Getting the Most Out of Your Health Savings Account: 7 Things You Can Do
1. Make Sure You Fund It
It is tempting to put off putting in the dollars. Many people open a HSA and think they will fund it next week, or next month. But you can’t get a tax break if you put money into the account after you have fallen ill, or suffered an injury. Even if you cannot put much money into the account at the beginning, maximize your health savings account and start funding it or miss out.
2. Minimize Your Costs, Don’t Burn Through the Deductible
Many people think the way to deal with an HSA is to use the money as quickly as possible in order to meet the deductible. But this can be a mistake, and you end up using money that comes from your pocket that could otherwise have been saved. Look at how you can minimize the costs of health care rather than try to reach the deductible in double-quick time.
3. Move Your Money If Necessary
If your employer sets up an HSA along with your high-deductible health insurance plan you don’t have to keep the money in the same account. If you prefer, you can move it to an HSA of your own choosing. You have control over where your money goes. If you transfer it to a non-HSA account, however, there will be penalties.
4. Did You Consider Investing?
If you are healthy and your money in the HSA is just sitting there, you can use the account as an investment fund. Not all HSAs are simple savings accounts. With some you can invest in mutual funds and therefore raise the value of your savings. Remember that with the tax-free benefits it is a good way to invest when you have the choice of being able to build up a balance.
5. Name Your Beneficiary
What happens to your hard-earned and hard-saved cash if the unthinkable happens and you pass away without naming a beneficiary? The money gets tied up in the courts and, at worst, your loved ones don’t see any of it. Name your beneficiary as soon as you put money into the account.

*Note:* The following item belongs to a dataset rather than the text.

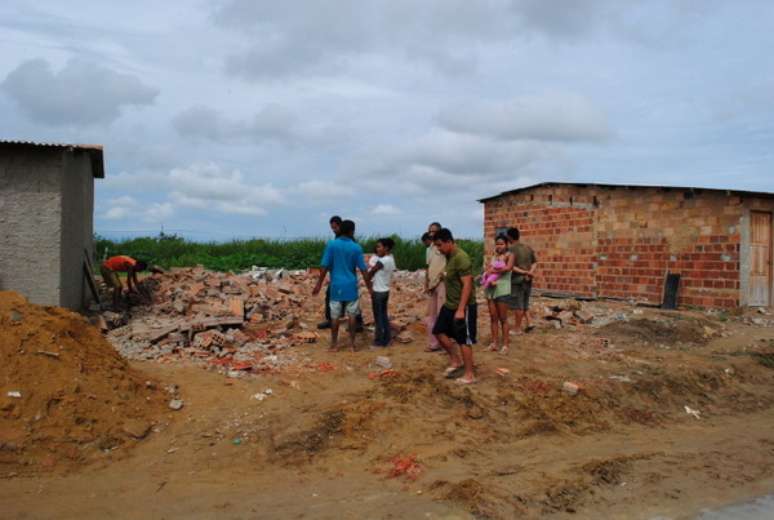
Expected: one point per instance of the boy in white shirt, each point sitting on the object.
(380, 269)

6. Find Out About Wellness Programs
In order to enhance the wellbeing of their employees, many companies run wellness programs and incentives that pay money into HSAs in exchange for participating in a series of physicals, or signing up for a healthy living plan. See what your company offers and it could benefit your health and your HSA balance.
7. Pay Attention to Your Doctor’s Billing
Even when you are paying your own money for health care your doctor still needs to bill your insurer. If not, the money won’t go towards the deductible and this is a big mistake.
HSAs bring big benefits. By looking at how well you are using yours, you can make a big difference to your finances this year.